The goal of developing residential projects in infill markets is to help revitalize established neighborhoods and convert underutilized and often run-down space—including strip malls, parking lots, and empty warehouses—into much-needed housing. Infill is gaining in popularity as suburban locations become more attractive to prospective home buyers. Municipalities encourage infill development as it is more efficient to use existing infrastructure and services than to extend infrastructure and services farther away. Infill development can help a community achieve or sustain thresholds of population density necessary for amenities such as park space, community services, retail/shopping destinations and affordable housing.

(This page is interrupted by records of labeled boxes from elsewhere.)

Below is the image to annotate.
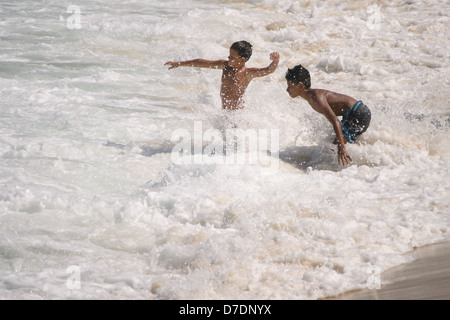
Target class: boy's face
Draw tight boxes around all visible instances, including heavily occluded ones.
[228,49,245,68]
[286,81,302,98]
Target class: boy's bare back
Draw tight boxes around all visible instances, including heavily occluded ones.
[307,89,358,117]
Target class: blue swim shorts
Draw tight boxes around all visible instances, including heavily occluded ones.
[341,101,371,143]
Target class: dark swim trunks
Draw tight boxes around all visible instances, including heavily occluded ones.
[341,101,371,143]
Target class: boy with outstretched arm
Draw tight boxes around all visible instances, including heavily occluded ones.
[165,41,280,110]
[286,65,371,166]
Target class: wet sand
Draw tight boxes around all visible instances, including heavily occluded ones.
[330,242,450,300]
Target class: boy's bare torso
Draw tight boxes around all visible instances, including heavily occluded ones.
[220,62,251,110]
[309,89,358,116]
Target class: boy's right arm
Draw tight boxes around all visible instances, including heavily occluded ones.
[164,59,227,70]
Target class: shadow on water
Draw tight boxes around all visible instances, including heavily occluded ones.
[104,141,175,157]
[279,145,339,171]
[105,141,339,171]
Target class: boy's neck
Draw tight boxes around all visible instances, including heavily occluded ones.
[299,89,314,101]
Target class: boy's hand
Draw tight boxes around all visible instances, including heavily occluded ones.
[338,148,352,166]
[270,52,280,61]
[164,61,180,70]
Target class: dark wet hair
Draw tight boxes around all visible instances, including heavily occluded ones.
[286,64,311,89]
[230,41,252,61]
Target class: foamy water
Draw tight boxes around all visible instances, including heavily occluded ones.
[0,0,450,299]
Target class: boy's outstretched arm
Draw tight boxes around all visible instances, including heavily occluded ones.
[164,59,227,70]
[248,52,280,78]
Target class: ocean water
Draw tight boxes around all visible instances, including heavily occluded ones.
[0,0,450,299]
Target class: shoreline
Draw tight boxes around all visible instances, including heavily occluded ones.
[326,241,450,300]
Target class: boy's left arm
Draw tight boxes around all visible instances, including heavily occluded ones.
[248,52,280,79]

A successful infill developer needs to be able to work closely with cities and community development agencies to help rebuild neighborhoods. Strong relationships with financial partners and local government agencies can only help a developer succeed. As more home buyers—including baby boomers, millennials, and single people—seek out urban amenities, we’ve found infill development to be quite lucrative. Still, urban infill presents challenges not found in traditional residential development, including fragmented ownership, longer regulatory approval processes, higher capital costs, and the possibility of environmental contaminants or brownfields. The following tips can help urban infill developers become successful:
1. Know your market. Before investing money and time in a property, investigate it thoroughly to understand who the end buyer will be. Look at existing supply, how market behavior is driving absorption and pricing, who the competitors will (or might) be, population growth, households, jobs and foreclosures in the area among other things.

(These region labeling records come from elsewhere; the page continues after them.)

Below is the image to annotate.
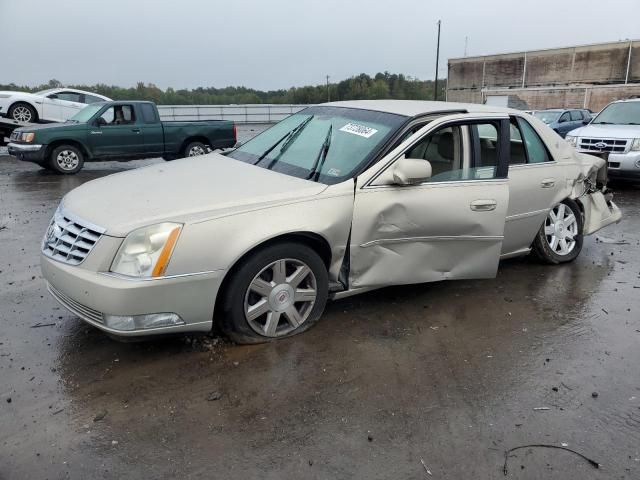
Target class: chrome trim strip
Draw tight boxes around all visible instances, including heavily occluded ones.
[7,143,42,152]
[98,268,224,282]
[505,208,549,222]
[360,235,504,248]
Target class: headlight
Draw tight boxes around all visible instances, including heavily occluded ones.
[111,223,182,278]
[564,135,578,147]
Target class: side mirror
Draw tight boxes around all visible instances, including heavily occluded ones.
[393,157,431,185]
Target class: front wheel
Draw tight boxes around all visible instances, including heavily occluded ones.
[221,243,328,343]
[49,145,84,175]
[533,198,583,264]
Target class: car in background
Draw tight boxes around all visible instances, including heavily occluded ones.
[7,100,236,174]
[41,100,621,343]
[533,108,592,138]
[565,98,640,181]
[0,88,111,123]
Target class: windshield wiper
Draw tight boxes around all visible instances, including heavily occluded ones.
[253,115,314,169]
[307,125,333,182]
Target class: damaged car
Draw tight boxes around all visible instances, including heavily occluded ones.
[41,100,621,343]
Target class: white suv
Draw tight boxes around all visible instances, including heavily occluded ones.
[565,99,640,180]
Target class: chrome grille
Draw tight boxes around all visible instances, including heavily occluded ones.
[42,210,104,265]
[580,138,629,153]
[47,283,103,323]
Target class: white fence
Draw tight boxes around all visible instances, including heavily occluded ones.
[158,104,309,123]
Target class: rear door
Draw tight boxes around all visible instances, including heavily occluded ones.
[349,114,509,288]
[138,103,164,157]
[88,104,144,159]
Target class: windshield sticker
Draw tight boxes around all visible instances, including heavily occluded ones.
[340,123,378,138]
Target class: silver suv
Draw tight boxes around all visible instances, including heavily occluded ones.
[566,99,640,180]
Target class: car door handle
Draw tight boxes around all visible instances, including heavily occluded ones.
[469,200,498,212]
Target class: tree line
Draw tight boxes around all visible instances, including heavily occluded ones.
[0,72,446,105]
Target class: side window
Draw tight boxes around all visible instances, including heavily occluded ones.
[84,94,104,103]
[140,103,158,123]
[56,92,82,103]
[404,123,498,182]
[512,118,552,163]
[100,105,135,125]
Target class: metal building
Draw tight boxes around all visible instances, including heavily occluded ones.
[447,40,640,111]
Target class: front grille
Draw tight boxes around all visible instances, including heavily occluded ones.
[47,283,103,323]
[42,210,105,265]
[580,138,629,153]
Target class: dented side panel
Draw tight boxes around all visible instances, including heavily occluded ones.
[350,180,509,288]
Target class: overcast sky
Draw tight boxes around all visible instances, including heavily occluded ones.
[0,0,640,89]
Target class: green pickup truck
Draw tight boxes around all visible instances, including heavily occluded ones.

2. Constantly survey the market and the competition. This is the only way to know what type of product to deliver, whether high-end detached single-family homes or townhouses. Developers should conduct quarterly market surveys and always look at demographics and the type of resale products people in the submarket are buying.

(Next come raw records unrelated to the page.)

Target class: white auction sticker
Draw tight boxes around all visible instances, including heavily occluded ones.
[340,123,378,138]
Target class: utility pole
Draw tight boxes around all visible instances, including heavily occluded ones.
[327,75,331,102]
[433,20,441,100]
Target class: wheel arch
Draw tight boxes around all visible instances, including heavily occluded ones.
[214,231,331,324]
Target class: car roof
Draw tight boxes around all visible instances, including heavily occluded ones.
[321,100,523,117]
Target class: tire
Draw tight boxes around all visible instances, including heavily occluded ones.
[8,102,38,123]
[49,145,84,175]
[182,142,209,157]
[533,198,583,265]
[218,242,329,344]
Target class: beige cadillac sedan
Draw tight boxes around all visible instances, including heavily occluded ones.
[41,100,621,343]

3. Investigate the schools. Schools nearly always dictate pricing and product. The better the schools in an area, the better your price point will be. According to a 2013 Realtor.com survey, 91% of 1,000 prospective home buyers said school boundaries were important in their buying decisions. PSK12.com provides public school rankings for most states.
4. Find areas of need. Look for market segments where no new product has been built in a long time. These submarkets will have pent-up demand.
5. Understand submarkets. The difference between being on the “right side” or “wrong side” of the tracks is crucial in any market. This can vary street by street and dictates what type of product you should build.
6. Avoid areas that have been overbuilt. This probably goes without saying, but too much existing product means too much competition. This includes current as well as future stock. When the rate of construction is faster than the market can absorb, prices will likely be pushed down throughout the area.
7. Study the existing infrastructure. Due diligence on any piece of property means checking out the existing infrastructure, including water and sewer systems. In many older communities, these are real problems that can sink a project.
8. Know how to work with entitlements. Developers often find it tough to deliver enough product to meet demand because entitlements are so difficult to obtain in existing markets—and that process gets more complicated each day. This puts constant pressure on pricing over the long term and causes many developers to shy away from urban infill and downtown development products.